Search code examples
rrattle

What does the number on top of a node in a fancyRpartPlot decision tree mean?


What does the number on top of a node in a fancyRpartPlot decision tree mean? I've highlighted them in the picture below.

Example fancyRPartPlot

My guess is that they are the order/rank of the nodes, but I can't explain the jumps (in th example, 9-11 are missing) in the numbers.


Solution

  • The numbers at the top of each node in the tree correspond to the branch numbers in the textual representation of the trees as generated by the default print() method.
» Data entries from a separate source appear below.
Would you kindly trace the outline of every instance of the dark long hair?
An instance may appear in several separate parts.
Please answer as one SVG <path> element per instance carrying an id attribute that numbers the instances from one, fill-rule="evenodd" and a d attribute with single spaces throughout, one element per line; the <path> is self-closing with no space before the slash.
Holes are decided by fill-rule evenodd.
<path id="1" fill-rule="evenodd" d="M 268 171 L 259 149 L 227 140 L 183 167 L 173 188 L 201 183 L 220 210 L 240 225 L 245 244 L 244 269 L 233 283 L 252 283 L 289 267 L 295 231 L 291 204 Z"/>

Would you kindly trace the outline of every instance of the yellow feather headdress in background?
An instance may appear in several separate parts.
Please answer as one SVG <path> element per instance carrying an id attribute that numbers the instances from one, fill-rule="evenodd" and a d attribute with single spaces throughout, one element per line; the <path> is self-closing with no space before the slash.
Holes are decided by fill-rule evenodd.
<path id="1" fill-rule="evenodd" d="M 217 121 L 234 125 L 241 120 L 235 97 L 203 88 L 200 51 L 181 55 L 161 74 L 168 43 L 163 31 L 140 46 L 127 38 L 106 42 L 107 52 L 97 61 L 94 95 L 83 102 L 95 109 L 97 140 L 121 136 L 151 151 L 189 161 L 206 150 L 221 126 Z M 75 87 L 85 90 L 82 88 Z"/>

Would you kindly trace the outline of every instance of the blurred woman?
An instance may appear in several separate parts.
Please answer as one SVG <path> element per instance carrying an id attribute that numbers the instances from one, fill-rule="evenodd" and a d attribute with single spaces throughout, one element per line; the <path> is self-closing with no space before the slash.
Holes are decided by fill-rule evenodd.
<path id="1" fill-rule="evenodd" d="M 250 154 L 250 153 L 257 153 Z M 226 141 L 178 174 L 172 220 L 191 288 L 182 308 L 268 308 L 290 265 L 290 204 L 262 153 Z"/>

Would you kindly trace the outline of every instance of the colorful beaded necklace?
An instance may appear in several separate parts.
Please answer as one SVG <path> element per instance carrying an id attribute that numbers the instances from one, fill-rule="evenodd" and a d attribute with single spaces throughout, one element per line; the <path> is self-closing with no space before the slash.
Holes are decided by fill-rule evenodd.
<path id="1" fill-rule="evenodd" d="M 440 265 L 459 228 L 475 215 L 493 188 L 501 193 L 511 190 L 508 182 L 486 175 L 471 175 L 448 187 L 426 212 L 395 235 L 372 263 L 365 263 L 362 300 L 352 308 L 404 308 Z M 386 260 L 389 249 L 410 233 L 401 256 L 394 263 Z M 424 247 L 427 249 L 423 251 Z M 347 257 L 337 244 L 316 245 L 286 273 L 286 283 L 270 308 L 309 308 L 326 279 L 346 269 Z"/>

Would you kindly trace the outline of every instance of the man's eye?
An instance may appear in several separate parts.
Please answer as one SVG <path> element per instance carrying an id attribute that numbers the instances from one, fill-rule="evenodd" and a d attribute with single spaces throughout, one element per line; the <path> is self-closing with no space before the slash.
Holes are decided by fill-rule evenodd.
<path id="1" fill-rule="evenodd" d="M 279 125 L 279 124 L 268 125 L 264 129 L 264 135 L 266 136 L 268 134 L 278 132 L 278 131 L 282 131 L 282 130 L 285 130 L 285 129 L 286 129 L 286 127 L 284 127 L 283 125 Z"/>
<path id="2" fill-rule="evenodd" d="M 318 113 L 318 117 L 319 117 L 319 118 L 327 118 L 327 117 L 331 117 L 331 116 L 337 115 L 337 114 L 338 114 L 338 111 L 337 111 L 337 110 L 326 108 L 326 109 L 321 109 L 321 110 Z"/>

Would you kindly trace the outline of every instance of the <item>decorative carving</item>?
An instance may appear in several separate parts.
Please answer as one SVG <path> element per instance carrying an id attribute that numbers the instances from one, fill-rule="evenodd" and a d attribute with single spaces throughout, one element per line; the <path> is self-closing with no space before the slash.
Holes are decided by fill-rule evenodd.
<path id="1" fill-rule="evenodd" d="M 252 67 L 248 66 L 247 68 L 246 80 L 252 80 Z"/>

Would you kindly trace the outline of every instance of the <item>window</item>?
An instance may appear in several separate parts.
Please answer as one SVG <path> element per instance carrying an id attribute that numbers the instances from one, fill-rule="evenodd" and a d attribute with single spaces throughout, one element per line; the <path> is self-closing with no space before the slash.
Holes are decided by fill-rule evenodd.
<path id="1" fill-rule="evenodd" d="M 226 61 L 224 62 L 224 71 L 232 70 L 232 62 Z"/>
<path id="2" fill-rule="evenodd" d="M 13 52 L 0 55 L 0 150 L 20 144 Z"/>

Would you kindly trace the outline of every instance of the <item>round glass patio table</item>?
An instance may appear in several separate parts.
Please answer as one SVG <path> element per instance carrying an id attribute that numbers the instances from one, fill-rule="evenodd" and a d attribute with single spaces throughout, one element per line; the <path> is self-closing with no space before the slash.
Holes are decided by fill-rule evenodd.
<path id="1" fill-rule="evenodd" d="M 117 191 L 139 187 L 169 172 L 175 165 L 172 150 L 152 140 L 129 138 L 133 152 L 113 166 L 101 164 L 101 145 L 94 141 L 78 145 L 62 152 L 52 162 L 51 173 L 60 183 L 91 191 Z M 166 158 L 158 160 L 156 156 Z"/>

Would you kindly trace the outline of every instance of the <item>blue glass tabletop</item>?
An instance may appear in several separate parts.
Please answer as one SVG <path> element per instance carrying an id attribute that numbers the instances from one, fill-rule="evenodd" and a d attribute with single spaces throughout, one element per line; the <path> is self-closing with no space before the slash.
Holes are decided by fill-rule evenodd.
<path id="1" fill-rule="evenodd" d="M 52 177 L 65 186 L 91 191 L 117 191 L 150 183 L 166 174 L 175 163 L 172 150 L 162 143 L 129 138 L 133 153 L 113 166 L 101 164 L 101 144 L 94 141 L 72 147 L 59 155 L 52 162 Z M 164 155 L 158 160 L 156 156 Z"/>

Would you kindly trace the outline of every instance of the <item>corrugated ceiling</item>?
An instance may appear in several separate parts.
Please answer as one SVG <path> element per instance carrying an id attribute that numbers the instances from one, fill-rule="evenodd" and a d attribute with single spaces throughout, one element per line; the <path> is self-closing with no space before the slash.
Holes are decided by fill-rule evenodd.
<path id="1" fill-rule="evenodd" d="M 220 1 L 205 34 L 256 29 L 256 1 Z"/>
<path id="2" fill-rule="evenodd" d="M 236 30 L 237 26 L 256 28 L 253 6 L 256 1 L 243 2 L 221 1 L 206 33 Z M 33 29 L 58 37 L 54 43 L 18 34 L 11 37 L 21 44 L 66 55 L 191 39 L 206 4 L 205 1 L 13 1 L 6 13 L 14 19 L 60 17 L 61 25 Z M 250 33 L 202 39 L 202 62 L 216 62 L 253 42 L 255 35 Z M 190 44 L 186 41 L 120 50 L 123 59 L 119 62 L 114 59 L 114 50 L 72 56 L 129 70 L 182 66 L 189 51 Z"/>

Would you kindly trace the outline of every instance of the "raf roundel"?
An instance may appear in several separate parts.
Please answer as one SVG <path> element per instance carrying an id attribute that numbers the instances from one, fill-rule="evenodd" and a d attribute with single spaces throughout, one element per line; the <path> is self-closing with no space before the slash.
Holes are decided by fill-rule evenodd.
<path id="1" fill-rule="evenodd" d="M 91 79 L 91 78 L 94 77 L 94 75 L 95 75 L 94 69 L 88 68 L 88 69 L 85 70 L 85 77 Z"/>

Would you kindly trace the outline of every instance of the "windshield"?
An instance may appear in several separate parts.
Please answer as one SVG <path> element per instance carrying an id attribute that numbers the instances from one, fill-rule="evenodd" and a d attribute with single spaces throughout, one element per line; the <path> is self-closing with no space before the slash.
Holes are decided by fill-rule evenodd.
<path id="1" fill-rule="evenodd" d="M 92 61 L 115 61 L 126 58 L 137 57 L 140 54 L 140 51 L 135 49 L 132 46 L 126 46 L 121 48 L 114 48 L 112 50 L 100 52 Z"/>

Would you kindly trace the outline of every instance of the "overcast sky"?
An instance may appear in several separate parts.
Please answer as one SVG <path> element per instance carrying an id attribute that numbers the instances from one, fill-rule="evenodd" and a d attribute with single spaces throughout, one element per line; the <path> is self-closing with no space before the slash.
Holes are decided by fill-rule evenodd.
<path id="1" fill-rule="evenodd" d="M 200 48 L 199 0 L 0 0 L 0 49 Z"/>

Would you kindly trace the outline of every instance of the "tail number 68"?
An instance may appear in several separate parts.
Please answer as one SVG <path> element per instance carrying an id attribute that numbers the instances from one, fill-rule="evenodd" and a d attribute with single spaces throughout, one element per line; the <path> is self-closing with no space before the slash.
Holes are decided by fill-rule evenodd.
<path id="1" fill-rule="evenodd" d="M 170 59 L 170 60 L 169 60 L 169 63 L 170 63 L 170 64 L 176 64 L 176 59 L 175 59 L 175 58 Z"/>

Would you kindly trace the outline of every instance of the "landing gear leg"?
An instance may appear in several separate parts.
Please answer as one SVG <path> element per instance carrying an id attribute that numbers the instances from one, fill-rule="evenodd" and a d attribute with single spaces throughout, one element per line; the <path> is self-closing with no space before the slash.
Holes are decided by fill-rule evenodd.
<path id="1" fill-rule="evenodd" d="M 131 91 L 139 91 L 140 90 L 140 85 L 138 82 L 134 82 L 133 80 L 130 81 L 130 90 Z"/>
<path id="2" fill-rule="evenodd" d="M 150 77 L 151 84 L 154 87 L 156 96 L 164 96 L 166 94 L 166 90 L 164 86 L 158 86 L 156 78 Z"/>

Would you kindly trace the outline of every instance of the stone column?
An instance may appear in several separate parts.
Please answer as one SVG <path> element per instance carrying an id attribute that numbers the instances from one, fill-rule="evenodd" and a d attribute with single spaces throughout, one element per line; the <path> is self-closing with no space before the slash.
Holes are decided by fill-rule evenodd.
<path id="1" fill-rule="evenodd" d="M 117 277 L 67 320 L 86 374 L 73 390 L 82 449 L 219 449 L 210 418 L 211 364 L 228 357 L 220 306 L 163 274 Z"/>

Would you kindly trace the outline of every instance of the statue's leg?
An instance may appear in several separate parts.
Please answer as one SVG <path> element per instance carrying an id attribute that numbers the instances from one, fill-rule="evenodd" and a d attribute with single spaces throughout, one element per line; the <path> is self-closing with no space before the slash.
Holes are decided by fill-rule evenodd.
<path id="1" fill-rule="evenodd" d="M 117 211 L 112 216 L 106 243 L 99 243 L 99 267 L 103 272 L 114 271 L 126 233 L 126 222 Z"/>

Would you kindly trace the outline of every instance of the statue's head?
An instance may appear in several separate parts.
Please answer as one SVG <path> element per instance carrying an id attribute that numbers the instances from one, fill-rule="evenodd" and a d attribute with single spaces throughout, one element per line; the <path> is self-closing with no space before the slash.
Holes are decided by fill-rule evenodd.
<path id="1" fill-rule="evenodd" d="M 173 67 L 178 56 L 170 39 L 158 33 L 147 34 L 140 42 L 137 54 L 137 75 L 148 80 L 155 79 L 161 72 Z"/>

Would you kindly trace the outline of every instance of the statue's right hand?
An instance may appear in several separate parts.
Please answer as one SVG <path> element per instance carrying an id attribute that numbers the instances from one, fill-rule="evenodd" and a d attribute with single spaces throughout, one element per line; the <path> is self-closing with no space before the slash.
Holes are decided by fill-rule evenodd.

To confirm:

    > dt <- rpart::rpart(Species ~ ., iris)
    > print(dt)
    n= 150 
    
    node), split, n, loss, yval, (yprob)
          * denotes terminal node
    
    1) root 150 100 setosa (0.33 0.33 0.33)  
      2) Petal.Length< 2.45 50   0 setosa (1.00 0.00 0.00) *
      3) Petal.Length>=2.45 100  50 versicolor (0.00 0.50 0.50)  
        6) Petal.Width< 1.75 54   5 versicolor (0.00 0.91 0.093) *
        7) Petal.Width>=1.75 46   1 virginica (0.00 0.022 0.98) *
    > rattle::fancyRpartPlot(dt)
    

    enter image description here

    The "jumps" result from rpart() tuning the tree to remove some of the branches and those pruned branches do not appear in the final tree.